Like a person trying to eat better, I’ve tried a number of strategies over the years to digest these magazines: pick one day a week to do nothing but magazines reading; or one weekend a month. Read magazines while waiting for other things (standing in lines, sitting in waiting rooms, etc.) None of those have worked.

It occurred to me that I have been approaching the problem the wrong way. One of the things that I enjoy about short form writing is its brevity. You can read something interesting in small bite, rather than a mouthful. With books, I never want to stop reading, which can get tiring. With short pieces, I can read an entire piece in a short period of time and have a sense of satisfaction and enjoyment all rolled up in one. But I have been approaching this snack reading as if it was a complete meal: carve out time to get through an entire issue of Scientific American, or Harper’s in a single sitting. That isn’t the point of this type of reading.

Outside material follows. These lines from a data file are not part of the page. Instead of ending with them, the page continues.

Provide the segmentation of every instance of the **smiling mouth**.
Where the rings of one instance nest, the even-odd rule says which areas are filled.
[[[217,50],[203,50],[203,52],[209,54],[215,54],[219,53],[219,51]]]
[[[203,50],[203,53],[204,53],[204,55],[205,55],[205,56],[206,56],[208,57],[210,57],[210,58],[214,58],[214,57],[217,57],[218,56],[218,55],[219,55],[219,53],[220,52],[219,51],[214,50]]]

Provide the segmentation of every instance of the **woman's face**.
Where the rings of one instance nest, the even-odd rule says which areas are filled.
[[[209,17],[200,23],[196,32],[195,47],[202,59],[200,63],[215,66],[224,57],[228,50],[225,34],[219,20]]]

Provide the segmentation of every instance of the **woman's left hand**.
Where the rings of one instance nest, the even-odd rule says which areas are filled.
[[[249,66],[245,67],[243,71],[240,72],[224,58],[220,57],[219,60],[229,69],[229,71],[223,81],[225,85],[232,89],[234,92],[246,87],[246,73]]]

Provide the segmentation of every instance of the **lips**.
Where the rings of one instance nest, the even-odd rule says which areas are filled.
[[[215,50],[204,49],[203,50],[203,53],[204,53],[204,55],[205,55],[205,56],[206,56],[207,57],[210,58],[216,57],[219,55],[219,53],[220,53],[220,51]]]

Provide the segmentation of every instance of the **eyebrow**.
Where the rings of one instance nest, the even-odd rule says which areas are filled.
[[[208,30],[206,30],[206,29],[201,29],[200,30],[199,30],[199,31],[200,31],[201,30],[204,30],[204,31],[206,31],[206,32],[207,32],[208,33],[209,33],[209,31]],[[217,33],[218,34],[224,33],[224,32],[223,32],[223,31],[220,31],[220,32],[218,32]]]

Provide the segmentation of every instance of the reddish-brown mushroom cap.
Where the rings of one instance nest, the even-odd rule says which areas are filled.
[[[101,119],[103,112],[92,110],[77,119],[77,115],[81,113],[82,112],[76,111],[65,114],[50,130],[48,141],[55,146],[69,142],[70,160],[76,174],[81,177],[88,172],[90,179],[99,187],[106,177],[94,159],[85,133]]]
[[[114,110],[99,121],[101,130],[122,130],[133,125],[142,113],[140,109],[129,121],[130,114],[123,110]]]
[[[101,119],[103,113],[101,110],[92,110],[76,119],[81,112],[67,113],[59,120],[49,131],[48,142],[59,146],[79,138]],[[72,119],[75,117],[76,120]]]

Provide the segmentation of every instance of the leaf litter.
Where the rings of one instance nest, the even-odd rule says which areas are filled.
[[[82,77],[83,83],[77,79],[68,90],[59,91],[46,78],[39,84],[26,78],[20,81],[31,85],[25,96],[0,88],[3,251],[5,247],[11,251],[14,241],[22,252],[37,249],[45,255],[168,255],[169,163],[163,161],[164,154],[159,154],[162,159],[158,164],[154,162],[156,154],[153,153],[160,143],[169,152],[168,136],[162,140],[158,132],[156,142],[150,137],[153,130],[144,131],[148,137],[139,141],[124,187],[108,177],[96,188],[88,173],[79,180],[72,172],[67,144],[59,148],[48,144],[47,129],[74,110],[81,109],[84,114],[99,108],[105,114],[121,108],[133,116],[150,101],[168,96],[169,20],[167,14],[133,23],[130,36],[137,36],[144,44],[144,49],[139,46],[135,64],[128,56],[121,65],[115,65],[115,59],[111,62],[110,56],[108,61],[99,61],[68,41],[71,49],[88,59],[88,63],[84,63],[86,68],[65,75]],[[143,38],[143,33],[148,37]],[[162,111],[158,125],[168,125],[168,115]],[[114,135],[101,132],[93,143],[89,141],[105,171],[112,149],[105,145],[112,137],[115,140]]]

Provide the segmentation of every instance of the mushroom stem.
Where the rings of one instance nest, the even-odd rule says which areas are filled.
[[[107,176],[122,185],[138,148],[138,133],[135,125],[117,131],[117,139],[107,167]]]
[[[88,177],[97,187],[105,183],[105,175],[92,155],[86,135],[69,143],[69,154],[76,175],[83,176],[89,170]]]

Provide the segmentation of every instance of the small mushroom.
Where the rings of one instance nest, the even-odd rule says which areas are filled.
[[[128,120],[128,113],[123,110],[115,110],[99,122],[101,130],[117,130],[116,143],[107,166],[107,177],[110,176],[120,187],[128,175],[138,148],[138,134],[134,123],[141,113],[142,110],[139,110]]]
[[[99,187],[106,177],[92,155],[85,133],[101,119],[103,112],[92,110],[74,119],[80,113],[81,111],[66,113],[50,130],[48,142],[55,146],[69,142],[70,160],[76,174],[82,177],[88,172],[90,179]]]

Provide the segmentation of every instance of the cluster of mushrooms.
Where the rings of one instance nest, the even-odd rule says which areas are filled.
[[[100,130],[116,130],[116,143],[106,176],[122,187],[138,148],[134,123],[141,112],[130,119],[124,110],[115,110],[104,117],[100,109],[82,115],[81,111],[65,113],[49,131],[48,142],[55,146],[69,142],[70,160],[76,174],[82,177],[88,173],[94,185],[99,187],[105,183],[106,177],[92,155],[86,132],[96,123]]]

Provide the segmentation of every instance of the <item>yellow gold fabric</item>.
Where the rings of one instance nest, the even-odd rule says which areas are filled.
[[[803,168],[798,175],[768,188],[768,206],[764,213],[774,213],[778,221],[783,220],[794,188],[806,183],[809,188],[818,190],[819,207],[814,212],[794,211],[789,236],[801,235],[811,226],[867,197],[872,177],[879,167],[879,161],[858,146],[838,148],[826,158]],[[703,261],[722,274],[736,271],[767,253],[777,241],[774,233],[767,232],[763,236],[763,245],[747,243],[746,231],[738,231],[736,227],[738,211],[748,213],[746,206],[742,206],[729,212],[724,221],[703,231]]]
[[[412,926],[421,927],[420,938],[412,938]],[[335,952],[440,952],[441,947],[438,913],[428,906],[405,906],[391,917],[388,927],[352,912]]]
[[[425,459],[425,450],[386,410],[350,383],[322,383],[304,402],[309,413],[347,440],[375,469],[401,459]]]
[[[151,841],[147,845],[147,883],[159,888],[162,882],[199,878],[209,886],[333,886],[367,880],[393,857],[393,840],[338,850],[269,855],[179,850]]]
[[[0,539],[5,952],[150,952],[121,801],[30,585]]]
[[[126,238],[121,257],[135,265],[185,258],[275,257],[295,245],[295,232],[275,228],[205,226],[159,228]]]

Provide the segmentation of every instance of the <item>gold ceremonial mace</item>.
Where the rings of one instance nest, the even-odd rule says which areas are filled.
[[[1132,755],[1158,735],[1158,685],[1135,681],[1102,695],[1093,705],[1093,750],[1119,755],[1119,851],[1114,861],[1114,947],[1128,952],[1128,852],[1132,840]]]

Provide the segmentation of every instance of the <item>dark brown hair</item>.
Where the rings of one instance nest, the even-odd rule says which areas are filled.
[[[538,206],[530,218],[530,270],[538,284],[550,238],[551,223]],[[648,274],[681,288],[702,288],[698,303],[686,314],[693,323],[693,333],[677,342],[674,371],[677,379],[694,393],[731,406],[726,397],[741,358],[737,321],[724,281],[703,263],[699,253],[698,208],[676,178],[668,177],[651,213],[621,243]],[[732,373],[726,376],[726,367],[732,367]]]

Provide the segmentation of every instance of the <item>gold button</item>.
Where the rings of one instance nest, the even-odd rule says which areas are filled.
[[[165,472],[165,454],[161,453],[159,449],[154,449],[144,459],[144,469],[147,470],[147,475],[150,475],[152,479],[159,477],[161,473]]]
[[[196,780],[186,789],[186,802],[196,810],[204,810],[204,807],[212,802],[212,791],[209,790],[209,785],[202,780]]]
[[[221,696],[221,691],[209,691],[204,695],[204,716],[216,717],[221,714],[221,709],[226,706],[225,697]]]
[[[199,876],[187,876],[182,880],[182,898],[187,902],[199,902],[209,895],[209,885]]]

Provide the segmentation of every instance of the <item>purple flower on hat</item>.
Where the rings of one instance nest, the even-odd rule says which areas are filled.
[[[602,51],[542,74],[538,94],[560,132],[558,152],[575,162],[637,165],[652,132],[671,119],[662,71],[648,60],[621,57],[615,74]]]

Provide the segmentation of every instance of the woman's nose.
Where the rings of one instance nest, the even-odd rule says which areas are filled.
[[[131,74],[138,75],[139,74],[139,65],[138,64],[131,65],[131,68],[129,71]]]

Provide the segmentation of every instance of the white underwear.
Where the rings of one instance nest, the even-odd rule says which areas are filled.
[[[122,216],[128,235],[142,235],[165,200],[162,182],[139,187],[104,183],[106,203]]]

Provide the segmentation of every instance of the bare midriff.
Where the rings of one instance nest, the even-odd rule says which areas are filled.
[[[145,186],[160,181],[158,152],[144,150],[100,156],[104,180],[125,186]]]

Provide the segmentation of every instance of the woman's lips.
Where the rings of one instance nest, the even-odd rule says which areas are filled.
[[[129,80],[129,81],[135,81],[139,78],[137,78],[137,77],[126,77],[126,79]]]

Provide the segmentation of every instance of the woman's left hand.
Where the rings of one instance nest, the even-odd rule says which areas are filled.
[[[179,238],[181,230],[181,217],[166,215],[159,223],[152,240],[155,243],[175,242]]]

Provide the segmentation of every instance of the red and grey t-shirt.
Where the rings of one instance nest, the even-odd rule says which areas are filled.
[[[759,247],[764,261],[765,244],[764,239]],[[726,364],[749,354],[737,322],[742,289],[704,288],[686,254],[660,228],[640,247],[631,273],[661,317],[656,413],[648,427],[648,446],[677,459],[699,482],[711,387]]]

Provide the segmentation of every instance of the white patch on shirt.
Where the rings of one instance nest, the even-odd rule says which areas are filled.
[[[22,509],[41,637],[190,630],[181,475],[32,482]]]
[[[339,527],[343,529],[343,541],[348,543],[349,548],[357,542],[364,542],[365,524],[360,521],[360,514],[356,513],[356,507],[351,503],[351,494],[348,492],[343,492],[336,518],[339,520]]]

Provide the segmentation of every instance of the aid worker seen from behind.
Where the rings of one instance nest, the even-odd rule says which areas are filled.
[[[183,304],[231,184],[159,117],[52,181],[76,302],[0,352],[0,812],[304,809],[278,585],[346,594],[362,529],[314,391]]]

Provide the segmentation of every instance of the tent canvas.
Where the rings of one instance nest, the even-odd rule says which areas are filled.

Yesterday, I began a new strategy: read one article every day. I look at this as a snack between meals. The task seems much less daunting that way, and accomplishes nearly the same as it would if I was able to carve out the time I needed to read all of the magazines I get each month.

I did a little math to verify this. I subscribe to Scientific American, Smithsonian, National Geographic, Harper’s, Time, Atlantic Monthly, Outside, Wired, and Down East Magazine. Nine altogether. There are 4-5 feature articles per magazine on average, which makes for a total of about 36 – 45 articles per month or 430 – 540 articles per year. I don’t read every article in every issue of every magazine. But at one article per day, I’d manage to read 365 articles per year, which allows me to read between 68-85% of all of the feature articles I get in a given year. Far more than I’ve managed so far.

I started this yesterday. While at my son’s basketball practice, I read “The Bible Hunters” by Robert Draper in the December 2018 issue of National Geographic. (Very interesting, actually, you should check it out.) Of course, I have to have some way of keeping track of this, and so I started a brand new Field Notes notebook just for jotting down what article I read each day. I chose one of the Lunacy edition notebooks–because maybe my idea is a little loony. After finishing the article I marked it as #1 in the notebook. I think there is just enough room to fit a year’s worth of entries in a single notebook.

This is one of those ideas that I’m excited to try, but only time will tell if it works in practice. I’ll keep you posted. In the meantime, I’m off to read article #2. The hard part now is choosing which article read next.